Since the UMLS to MeSH map has no regard for semmantic type of the node, some concepts may have been condensed across semmantic types.

All the Drug and Disease overlaps should be solved, so now move onto other nodetype conflicts.

Conflicts will be solved in this manner:

1. If one of the types is a Drug or a Disease, that one gets the MeSH ID
2. If no Drug or Disease, the one that has the largest number of nodes will recieve the MeSH ID
3. Remaining Nodetypes will be separated and assume the CUI of the node with the highest degree of connection in the network


Take, for example, `Ivalon`.  It has 4 original CUIs that mapped to the same MeSH ID.  Two of which carried the semmantic type `Chemicals & Drugs` and two `Devices`.  The mesh_id will be kept for the `Chemicals & Drugs` version of the Nodes, which will be merged.  The `Devices` versions of the nodes will be merged, whichever CUI has the most has the greatest number of edges will be the CUI used for this merged node.  

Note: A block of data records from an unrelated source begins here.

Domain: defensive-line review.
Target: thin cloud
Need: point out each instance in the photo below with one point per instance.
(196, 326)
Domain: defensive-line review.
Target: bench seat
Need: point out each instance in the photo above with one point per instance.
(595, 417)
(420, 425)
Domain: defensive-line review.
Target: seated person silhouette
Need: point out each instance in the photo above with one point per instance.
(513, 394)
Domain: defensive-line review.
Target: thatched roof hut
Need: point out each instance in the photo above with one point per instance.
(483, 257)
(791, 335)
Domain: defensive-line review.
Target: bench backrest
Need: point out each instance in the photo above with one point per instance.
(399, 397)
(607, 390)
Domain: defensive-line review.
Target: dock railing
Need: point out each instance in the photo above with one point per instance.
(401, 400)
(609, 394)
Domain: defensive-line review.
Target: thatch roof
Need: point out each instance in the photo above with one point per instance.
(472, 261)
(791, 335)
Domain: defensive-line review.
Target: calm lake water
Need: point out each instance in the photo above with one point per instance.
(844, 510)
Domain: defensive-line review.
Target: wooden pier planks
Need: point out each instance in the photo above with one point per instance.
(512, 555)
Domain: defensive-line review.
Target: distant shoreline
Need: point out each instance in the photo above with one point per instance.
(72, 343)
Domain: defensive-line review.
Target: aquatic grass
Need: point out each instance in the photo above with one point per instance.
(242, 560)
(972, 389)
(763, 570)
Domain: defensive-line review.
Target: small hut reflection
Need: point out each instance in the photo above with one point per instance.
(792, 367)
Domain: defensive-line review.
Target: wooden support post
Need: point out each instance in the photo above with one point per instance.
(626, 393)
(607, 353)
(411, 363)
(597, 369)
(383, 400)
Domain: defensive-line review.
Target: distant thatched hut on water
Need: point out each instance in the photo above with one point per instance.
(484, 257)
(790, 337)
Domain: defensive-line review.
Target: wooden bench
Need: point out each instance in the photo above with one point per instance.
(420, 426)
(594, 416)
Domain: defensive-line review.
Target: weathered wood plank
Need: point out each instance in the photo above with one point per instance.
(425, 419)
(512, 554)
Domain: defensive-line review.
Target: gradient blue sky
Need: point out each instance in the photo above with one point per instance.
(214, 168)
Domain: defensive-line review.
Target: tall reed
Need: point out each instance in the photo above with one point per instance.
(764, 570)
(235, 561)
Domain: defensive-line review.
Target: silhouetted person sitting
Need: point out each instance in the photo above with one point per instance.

`Chemicals & Drugs` and `Disorders` will always take the meshID before other semmantic types.  Otherwise, the MeSH id will be assignged to the semanitc type had the most CUIs merged into 1 node. The other semmatic types will again have the CUI selected based on edge count.

In [91]:
edges = gt.remove_colons(pd.read_csv('../data/edges_VER31_R.csv', converters={'pmids':eval}))

In [92]:
cui_counts = edges['start_id'].value_counts().add(edges['end_id'].value_counts(), fill_value=0).to_dict()

In [93]:
# For now, just return conflicting nodes to thier old semmantic type
grpd = new_nodes.query('new_id in @problems').groupby('new_id')
remap = dict()

for msh_id, df in tqdm(grpd, total=len(grpd)):

    # Get all the labels and counts for those labels
    labels = df['label'].unique().tolist()
    counts = df['label'].value_counts().to_dict()
    
    # Sort the by the Number of different nodes mapped to that label
    labels = sorted(labels, key=lambda l: counts[l], reverse=True)
    
    # Chemicals and Drugs and Diseases have higher priorities in the context of machine learning
    # So any item that could be either of those types will be set to them automatically.
    drug_or_dis = False
    
    # Select the Chemicals & Drugs nodes to have the MeSH ID if possible
    if 'Chemicals & Drugs' in labels:
        labels.remove('Chemicals & Drugs')
        curr_label = df.query('label == "Chemicals & Drugs"')['id'].values
        drug_or_dis = True
        for c in curr_label:
            remap[c] = msh_id    
    
    # Otherwise, elect the Disorders nodes to have the MeSH ID if possible
    elif 'Disorders' in labels:
        labels.remove('Disorders')
        curr_label = df.query('label == "Disorders"')['id'].values
        drug_or_dis = True
        for c in curr_label:
            remap[c] = msh_id    
    
    # Finally assign a merged CUI based on edge counts
    for i, label in enumerate(labels):
        curr_label = df.query('label == @label')['id'].values
        
        # Give highest counts of nodes the MeSH ID, if not already assigned to a Drug or Disease
        if i == 0 and not drug_or_dis:
            new_cui = msh_id
        else:
            # For types that won't get a MeSH ID, 
            # get the CUI that has largest number of instances in the edges
            new_cui = sorted(curr_label, key=lambda v: cui_counts.get(v, 0), reverse=True)[0]
        for c in curr_label:
            remap[c] = new_cui

100%|██████████| 495/495 [00:02<00:00, 210.17it/s]


In [94]:
# Perform the new Mapping
curr_map = new_nodes.set_index('id')['new_id'].to_dict()
new_nodes['new_id'] = nodes['id'].map(lambda i: remap.get(i, curr_map[i]))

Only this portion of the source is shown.